Konuyu değerlendiren Sütaş Sürdürülebilirlik Komitesi Başkanı Duygu Yılmaz, “Şirket olarak doğal kaynakların hızla tükenmesi ve kirlenmesi, iklim değişikliği, gıda güvenliği gibi küresel sorunların çözümünün; devletlerin, toplumların, şirketlerin ve bireylerin hep birlikte harekete geçmeleri ile mümkün olduğunu düşünüyoruz. Şirketlerin; sürdürülebilirliği, kurumsal kültürlerinin ve iş yapış biçimlerinin ayrılmaz parçası haline getirerek tüm paydaşlarına yaygınlaştırmalarının önemli katkılar sağlayacağına inanıyoruz.

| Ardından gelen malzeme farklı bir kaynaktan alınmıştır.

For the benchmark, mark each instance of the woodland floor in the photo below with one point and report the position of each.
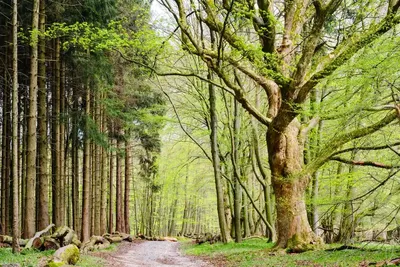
(151, 253)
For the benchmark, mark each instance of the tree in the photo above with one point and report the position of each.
(16, 232)
(30, 218)
(288, 67)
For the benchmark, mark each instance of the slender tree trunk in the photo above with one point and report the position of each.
(128, 174)
(118, 204)
(43, 178)
(237, 203)
(86, 173)
(97, 173)
(55, 151)
(29, 223)
(103, 212)
(5, 151)
(62, 156)
(111, 191)
(75, 163)
(16, 234)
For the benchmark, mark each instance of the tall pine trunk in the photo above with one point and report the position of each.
(85, 231)
(16, 234)
(43, 179)
(29, 223)
(128, 174)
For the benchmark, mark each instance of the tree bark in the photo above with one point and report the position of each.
(286, 161)
(118, 204)
(43, 179)
(85, 231)
(30, 216)
(55, 148)
(128, 174)
(216, 162)
(16, 234)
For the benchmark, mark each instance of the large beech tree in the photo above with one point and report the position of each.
(287, 48)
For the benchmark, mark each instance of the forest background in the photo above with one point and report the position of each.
(239, 118)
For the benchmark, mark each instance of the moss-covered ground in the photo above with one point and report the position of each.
(257, 252)
(34, 258)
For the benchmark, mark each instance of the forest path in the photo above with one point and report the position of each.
(154, 253)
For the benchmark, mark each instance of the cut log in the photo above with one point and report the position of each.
(126, 237)
(50, 243)
(171, 239)
(38, 243)
(114, 239)
(5, 239)
(66, 236)
(5, 245)
(64, 256)
(38, 234)
(95, 242)
(8, 240)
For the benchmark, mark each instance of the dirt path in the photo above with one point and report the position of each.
(153, 253)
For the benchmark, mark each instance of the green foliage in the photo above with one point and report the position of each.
(257, 252)
(32, 258)
(27, 258)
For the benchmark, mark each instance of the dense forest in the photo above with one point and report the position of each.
(180, 118)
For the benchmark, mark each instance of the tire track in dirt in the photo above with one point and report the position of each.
(154, 253)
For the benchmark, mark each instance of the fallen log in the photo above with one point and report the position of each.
(38, 234)
(95, 242)
(126, 237)
(113, 238)
(38, 243)
(5, 245)
(50, 243)
(8, 240)
(171, 239)
(64, 256)
(66, 236)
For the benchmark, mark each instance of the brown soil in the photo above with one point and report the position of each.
(151, 253)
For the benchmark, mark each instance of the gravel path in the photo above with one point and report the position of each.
(155, 253)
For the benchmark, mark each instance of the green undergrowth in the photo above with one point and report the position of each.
(35, 258)
(26, 258)
(257, 252)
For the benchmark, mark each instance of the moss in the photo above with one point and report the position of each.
(54, 263)
(301, 243)
(64, 256)
(70, 254)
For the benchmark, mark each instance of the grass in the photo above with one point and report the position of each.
(26, 258)
(257, 252)
(32, 258)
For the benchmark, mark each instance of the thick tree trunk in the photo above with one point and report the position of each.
(216, 163)
(286, 161)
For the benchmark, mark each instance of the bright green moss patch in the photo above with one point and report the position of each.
(257, 252)
(33, 258)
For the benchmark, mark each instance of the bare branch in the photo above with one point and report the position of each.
(366, 148)
(344, 52)
(365, 163)
(329, 149)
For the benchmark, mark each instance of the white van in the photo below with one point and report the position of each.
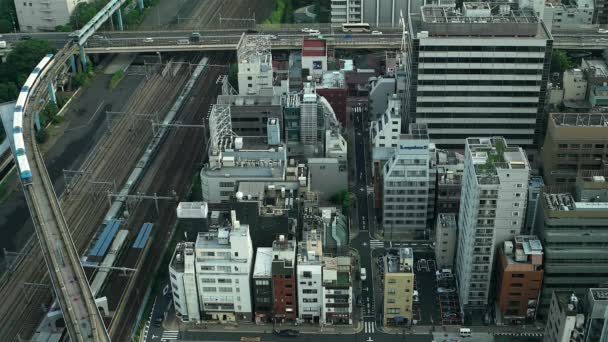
(465, 332)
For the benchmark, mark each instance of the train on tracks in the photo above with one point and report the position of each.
(38, 74)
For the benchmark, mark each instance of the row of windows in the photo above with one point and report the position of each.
(481, 125)
(422, 114)
(485, 60)
(481, 93)
(473, 71)
(480, 82)
(438, 104)
(483, 48)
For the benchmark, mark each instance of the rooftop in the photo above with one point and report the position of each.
(476, 19)
(579, 119)
(446, 221)
(489, 154)
(263, 263)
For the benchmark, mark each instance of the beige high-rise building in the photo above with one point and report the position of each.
(398, 287)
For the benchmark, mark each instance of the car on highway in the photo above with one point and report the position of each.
(195, 36)
(287, 332)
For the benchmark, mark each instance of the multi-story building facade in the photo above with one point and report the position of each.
(408, 180)
(566, 319)
(36, 16)
(255, 66)
(262, 285)
(310, 276)
(572, 228)
(574, 142)
(474, 72)
(223, 263)
(284, 279)
(399, 287)
(183, 283)
(445, 240)
(493, 204)
(337, 291)
(450, 166)
(519, 278)
(345, 11)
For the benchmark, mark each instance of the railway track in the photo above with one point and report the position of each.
(180, 156)
(85, 207)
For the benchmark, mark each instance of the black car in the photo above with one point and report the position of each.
(287, 332)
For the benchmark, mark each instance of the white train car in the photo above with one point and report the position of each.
(24, 169)
(19, 144)
(18, 118)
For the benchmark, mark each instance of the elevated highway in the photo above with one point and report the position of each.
(82, 318)
(214, 40)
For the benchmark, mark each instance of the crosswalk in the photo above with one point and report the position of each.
(370, 327)
(169, 335)
(376, 244)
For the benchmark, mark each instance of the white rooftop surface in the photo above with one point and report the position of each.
(263, 262)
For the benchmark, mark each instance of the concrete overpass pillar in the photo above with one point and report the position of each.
(73, 64)
(83, 58)
(52, 95)
(119, 19)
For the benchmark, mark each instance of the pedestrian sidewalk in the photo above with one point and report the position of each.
(174, 323)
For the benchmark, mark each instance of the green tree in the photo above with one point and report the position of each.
(560, 61)
(8, 14)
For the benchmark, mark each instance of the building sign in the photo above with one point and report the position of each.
(406, 147)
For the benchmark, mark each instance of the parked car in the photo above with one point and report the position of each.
(195, 36)
(287, 332)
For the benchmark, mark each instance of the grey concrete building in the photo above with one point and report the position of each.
(250, 114)
(445, 239)
(574, 231)
(574, 142)
(328, 176)
(494, 191)
(479, 71)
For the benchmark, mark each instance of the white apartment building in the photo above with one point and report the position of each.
(476, 73)
(310, 277)
(346, 11)
(386, 130)
(255, 66)
(36, 16)
(183, 283)
(409, 182)
(223, 269)
(445, 240)
(492, 210)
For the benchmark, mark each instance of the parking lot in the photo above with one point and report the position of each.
(435, 297)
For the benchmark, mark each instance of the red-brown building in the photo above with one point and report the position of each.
(519, 278)
(284, 279)
(333, 88)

Bu sorumlulukla sütün iyiliğini ve bereketini yaymak için çalışırken, sürdürülebilirliği esas alan ‘Çiftlikten Sofralara’ entegre modelimiz ve temel iş stratejilerimiz ile ‘Bireylerin sağlığı ve mutluluğuna’, ‘Toplumun gelişimi ve refahına’, ‘Çevrenin sürdürülebilirliğine’ doğal olarak önemli katkılarda bulunan sonuçlar elde ediyoruz. 2020 sürdürülebilirlik hedeflerimize ilişkin sonuçları ve Sütaş’ın 50’nci yılı olan 2025 yılı için belirlediğimiz hedefleri kamuoyu ile paylaşmaktan memnuniyet duyuyoruz” diye konuştu.

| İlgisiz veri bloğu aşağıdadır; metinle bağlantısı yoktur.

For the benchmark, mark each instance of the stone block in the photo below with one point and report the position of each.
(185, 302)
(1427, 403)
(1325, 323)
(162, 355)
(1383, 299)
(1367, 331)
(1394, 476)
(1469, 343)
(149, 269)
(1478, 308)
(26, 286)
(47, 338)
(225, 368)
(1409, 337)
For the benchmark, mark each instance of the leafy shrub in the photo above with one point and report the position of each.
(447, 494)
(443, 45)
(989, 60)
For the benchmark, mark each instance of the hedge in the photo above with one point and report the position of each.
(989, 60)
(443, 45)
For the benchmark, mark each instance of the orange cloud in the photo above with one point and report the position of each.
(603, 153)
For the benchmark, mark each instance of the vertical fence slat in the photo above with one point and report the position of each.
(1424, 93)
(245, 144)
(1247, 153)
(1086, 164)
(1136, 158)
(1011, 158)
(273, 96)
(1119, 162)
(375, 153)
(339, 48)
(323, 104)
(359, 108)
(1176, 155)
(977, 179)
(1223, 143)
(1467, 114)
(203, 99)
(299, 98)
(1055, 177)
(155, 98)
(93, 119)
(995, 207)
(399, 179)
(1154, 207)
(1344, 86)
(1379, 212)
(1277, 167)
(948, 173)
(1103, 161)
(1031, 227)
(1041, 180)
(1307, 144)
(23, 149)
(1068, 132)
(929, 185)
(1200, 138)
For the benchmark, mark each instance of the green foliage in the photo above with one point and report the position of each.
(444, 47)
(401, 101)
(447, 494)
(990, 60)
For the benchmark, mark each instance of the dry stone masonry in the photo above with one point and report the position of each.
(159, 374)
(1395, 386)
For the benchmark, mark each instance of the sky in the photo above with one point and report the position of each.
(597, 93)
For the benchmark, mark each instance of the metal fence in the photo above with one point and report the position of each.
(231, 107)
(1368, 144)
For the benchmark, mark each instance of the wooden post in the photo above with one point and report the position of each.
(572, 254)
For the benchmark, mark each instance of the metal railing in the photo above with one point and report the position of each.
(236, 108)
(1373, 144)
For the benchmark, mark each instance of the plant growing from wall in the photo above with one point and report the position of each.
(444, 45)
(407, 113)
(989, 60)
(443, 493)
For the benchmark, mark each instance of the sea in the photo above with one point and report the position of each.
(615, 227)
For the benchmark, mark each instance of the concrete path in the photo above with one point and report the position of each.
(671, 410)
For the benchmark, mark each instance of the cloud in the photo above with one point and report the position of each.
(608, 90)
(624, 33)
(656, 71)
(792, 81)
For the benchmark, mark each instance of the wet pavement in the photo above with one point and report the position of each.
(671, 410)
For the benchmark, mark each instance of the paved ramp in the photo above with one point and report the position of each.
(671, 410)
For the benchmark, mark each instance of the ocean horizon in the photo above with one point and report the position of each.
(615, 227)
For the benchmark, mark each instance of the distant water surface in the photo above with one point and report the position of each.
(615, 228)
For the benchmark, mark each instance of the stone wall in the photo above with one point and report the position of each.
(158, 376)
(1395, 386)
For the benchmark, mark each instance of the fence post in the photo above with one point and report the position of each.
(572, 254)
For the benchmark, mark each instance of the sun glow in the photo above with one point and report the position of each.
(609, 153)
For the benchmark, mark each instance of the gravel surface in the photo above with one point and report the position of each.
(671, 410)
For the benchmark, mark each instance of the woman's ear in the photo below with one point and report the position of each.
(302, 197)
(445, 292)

Şirketin doğal lezzetlerinin güvencesi, ‘Çiftlikten Sofralara’ iş modeli
Yapılan açıklamaya göre şirket, tüketicilerinin yaşam kalitelerini artıran, sağlık ve mutluluk veren, doğal ve lezzetli süt ürünleri sunma misyonuyla çalışıyor. Bu misyonu yerine getirebilmek amacıyla oluşturduğu ‘Çiftlikten Sofralara’ entegre iş modeli ile tüm üretim süreçlerini entegre ediyor, izliyor ve denetliyor. İneklerinin sağlıklı yem bitkileri ve kendi tesislerinde ürettiği doğal yemlerle beslenmesini sağlıyor, böylece sağlıklı ineklerden besin değeri yüksek kaliteli süt elde ederek ürünlerinin güvenilirliğini ve doğallığını güvence altına alıyor. Türkiye’nin dört bir yanında yer alan tesisleriyle ürünlerini hızla, tazeliğini ve doğallığını koruyarak tüketicilerine ulaştırıyor.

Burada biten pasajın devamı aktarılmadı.